Introduction

The firebird-base package is a set of Python 3 modules commonly used by Firebird Project in various development projects (for example the firebird-driver). However, these modules have general applicability outside the scope of development for Firebird RDBMS.

Common data types

The types module provides collection of classes and other types that are often used by other library modules or applications.

  • Exception Error that is intended to be used as a base class of all application-related errors. The important difference from Exception class is that Error accepts keyword arguments, that are stored into instance attributes with the same name.

  • Singleton base class for singletons.

  • Sentinel base class for named sentinel objects that provide meaningful str and repr, along with collection of predefined sentinels.

  • Distinct abstract base class for classes (incl. dataclasses) with distinct instances.

  • Collection of Enums and custom string types.

Various collection types

The collections module provides data structures that behave much like builtin list and dict types, but with direct support of operations that can use structured data stored in container, and which would normally require utilization of operator, functools or other means.

All containers provide next operations:

  • filter and filterfalse that return generator that yields items for which expr is evaluated as True (or False).

  • find that returns first item for which expr is evaluated as True, or default.

  • contains that returns True if there is any item for which expr is evaluated as True.

  • occurrence that returns number of items for which expr is evaluated as True.

  • all and any that return True if expr is evaluated as True for all or any list element(s).

  • report that returns generator that yields data produced by expression(s) evaluated on list items.

Individual collection types provide additional operations like splitting and extracting based on expression etc.

Expressions used by these methods could be strings that contain Python expression referencing the collection item(s), or lambda functions.

Data conversion from/to string

While Python types typically support conversion to string via builtin str() function (and custom __str__ methods), there is no symetric operation that converts string created by str() back to typed value. Module strconv provides support for such symetric conversion from/to string for any data type.

Symetric string conversion is used by config module, notably by ListOption and DataclassOption. You can extend the range of data types supported by these options by registering convertors for required data types.

Configuration definitions

Complex applications (and some library modules like logging) could be often parametrized via configuration. Module config provides a framework for unified structured configuration that supports:

  • configuration options of various data type, including lists and other complex types

  • validation

  • direct manipulation of configuration values

  • reading from (and writing into) configuration in configparser format

  • exchanging configuration (for example between processes) using Google protobuf messages

Memory buffer manager

Module buffer provides a raw memory buffer manager with convenient methods to read/write data of various data type.

Hook manager

Module hooks provides a general framework for callbacks and “hookable” events, that supports multiple usage strategies.

Context-based logging

Module logging provides context-based logging system built on top of standard logging module.

The context-based logging:

  • Adds context information (defined as combination of topic, agent and context string values) into LogRecord, that could be used in logging message.

  • Adds support for f-string message format.

  • Allows assignment of loggers to specific contexts. The LoggingManager class maintains a set of bindings between Logger objects and combination of agent, context and topic specifications. It’s possible to bind loggers to exact combination of values, or whole sets of values using ANY sentinel. It means that is possible to assign specific Logger to log messages for particular agent in any context, or any agent operating in specific context etc.

Trace/audit for class instances

Module trace provides trace/audit logging for functions or object methods through context-based logging provided by logging module.

The trace logging is performed by traced decorator. You can use this decorator directly, or use TracedMixin class to automatically decorate methods of class instances on creation. Each decorated callable could log messages before execution, after successful execution or on failed execution (when unhandled execption is raised by callable).
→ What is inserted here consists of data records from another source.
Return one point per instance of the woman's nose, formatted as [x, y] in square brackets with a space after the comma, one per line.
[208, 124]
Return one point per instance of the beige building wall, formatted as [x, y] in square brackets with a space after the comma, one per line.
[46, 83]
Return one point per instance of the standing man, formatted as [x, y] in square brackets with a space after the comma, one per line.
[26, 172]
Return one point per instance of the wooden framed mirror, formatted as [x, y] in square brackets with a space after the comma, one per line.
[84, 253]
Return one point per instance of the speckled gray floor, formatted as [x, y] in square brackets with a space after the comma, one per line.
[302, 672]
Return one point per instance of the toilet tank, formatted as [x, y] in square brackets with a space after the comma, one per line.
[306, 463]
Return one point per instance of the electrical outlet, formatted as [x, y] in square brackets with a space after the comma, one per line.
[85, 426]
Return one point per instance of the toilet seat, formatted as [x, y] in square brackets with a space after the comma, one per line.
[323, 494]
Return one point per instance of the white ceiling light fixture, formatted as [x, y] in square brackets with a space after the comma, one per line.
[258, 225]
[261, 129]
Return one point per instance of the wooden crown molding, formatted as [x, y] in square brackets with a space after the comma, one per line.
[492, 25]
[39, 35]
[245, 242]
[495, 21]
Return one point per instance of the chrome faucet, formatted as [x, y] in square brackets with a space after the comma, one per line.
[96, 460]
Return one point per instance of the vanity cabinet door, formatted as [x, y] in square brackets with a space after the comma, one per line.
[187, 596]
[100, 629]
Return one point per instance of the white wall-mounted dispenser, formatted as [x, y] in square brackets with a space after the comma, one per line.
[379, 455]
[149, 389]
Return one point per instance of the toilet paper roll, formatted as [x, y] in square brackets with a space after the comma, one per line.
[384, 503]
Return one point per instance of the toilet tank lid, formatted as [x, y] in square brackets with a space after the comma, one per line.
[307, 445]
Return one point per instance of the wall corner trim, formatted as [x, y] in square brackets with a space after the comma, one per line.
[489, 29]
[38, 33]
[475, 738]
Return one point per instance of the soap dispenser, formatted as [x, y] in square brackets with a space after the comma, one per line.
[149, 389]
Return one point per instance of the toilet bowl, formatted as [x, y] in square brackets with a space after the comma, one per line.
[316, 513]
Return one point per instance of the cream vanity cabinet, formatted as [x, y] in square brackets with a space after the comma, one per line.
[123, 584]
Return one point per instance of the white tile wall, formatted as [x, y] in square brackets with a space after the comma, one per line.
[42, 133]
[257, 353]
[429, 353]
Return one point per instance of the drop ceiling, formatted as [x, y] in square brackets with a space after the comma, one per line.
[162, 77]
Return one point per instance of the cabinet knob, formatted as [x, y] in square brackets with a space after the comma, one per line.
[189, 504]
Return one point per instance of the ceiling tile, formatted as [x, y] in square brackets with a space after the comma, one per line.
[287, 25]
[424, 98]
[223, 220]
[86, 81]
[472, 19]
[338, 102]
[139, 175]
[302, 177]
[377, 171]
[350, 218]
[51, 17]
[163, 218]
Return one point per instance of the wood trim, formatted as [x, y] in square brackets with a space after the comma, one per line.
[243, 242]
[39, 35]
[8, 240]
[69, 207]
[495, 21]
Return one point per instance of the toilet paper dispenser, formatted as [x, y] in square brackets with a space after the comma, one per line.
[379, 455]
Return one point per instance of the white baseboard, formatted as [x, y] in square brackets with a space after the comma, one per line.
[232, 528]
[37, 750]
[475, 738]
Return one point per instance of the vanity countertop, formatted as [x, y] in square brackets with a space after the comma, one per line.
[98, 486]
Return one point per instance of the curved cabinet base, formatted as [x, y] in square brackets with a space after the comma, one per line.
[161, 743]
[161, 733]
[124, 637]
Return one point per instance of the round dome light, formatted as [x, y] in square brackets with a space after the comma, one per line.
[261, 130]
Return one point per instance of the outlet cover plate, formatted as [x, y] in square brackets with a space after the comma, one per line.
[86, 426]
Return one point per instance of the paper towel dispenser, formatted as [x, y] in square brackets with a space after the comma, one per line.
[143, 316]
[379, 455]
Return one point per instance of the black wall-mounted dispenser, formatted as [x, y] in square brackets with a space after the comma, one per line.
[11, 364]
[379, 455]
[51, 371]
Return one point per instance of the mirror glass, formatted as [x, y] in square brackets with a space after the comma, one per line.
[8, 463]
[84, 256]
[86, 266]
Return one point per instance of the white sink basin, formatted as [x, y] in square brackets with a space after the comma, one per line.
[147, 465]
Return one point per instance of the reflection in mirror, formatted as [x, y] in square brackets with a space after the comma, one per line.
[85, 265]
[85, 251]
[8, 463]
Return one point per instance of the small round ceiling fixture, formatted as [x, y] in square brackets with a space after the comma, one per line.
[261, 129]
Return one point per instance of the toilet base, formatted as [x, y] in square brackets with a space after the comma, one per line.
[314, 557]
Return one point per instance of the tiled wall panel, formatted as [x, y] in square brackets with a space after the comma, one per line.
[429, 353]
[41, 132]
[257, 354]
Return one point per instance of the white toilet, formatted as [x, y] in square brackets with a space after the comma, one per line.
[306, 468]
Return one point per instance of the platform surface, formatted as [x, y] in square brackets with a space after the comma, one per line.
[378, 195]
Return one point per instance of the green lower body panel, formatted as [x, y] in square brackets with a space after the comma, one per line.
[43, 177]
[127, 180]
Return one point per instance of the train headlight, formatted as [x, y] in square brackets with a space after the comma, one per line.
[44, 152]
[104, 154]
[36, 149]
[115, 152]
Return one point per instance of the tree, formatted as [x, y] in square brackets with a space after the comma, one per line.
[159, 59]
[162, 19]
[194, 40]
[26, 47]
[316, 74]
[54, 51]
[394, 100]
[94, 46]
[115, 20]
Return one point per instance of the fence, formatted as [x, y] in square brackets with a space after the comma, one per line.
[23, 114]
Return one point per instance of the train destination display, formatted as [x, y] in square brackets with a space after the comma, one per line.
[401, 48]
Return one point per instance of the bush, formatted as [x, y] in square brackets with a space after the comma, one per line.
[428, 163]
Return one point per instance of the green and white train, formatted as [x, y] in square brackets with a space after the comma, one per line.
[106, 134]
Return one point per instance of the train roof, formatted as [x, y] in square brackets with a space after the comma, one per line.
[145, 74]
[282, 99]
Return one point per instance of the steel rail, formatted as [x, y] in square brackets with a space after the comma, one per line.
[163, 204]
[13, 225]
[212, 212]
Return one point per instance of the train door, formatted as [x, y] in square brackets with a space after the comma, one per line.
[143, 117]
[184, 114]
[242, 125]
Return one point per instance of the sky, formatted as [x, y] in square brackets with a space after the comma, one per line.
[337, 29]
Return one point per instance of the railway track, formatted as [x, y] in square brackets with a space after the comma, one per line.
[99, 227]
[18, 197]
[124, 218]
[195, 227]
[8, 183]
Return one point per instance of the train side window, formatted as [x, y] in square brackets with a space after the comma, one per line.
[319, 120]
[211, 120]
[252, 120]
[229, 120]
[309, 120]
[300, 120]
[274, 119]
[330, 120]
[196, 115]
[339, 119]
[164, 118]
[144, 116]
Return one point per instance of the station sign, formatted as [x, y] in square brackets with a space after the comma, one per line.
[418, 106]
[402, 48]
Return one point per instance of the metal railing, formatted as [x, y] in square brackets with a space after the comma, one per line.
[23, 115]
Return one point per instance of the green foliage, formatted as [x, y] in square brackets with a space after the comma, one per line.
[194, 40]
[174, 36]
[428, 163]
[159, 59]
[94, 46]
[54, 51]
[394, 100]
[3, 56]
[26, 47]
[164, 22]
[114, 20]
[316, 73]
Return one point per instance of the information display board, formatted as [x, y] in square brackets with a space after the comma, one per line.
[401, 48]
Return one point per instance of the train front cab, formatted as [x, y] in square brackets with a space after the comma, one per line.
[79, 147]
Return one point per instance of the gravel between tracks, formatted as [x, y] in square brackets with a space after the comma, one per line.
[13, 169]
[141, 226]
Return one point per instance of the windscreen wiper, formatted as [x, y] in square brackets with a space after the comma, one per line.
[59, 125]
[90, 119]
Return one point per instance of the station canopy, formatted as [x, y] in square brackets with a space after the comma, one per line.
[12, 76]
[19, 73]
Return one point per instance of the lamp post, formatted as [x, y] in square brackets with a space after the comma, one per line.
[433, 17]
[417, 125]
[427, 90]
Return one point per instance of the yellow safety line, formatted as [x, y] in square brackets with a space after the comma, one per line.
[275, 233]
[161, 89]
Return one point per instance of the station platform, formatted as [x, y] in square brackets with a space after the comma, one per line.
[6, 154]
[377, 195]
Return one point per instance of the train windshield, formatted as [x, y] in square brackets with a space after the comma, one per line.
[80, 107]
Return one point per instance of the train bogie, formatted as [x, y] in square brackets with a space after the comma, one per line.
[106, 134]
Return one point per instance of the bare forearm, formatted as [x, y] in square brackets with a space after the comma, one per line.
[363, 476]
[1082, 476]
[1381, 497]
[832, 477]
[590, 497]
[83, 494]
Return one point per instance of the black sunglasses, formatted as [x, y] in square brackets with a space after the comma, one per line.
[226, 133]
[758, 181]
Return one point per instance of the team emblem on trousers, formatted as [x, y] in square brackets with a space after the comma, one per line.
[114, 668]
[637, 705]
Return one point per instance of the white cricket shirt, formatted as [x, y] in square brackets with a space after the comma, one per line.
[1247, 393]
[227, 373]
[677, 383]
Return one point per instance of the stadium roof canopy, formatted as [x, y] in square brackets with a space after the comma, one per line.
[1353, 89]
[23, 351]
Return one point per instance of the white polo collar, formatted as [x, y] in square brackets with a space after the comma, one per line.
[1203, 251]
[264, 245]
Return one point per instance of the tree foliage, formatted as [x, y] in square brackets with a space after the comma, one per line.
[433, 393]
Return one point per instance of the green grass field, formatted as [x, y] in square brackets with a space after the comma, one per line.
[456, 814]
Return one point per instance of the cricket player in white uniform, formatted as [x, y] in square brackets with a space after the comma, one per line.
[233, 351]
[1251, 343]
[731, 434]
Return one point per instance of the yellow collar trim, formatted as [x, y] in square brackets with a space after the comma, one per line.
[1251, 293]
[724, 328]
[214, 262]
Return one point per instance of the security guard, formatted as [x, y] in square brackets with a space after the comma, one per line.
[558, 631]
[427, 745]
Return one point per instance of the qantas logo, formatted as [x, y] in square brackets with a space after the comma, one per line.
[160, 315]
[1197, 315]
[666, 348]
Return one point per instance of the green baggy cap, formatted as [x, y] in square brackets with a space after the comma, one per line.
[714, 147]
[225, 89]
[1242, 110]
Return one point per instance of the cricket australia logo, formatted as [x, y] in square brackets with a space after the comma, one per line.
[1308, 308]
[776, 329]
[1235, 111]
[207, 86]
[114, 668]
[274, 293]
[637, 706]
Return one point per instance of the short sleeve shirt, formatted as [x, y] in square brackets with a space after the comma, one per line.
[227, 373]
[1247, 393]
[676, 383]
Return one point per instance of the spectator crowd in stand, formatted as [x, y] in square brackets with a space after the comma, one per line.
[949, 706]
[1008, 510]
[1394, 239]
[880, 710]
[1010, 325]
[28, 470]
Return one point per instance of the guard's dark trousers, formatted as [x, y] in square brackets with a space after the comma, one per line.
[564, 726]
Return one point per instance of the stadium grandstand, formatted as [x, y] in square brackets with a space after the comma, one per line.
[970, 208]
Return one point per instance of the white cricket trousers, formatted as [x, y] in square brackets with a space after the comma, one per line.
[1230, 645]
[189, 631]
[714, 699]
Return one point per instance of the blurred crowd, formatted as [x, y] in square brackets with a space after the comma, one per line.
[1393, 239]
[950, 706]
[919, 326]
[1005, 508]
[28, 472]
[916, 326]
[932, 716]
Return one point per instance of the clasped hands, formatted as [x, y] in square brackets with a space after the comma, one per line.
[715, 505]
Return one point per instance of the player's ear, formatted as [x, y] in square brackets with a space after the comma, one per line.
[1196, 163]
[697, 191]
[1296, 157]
The trace decorator can automatically add agent and context information, and include parameters passed to callable, execution time, return value, information about raised exception etc. to log messages.

The trace logging is managed by TraceManager, that allows dynamic configuration of traced callables at runtime.

Registry for Google Protocol Buffer messages and enums

Module protobuf provides central registry for Google Protocol Buffer messages and enums. The generated *_pb2.py protobuf files could be registered using register_decriptor or load_registered function. The registry could be then used to obtain information about protobuf messages or enum types, or to create message instances or enum values.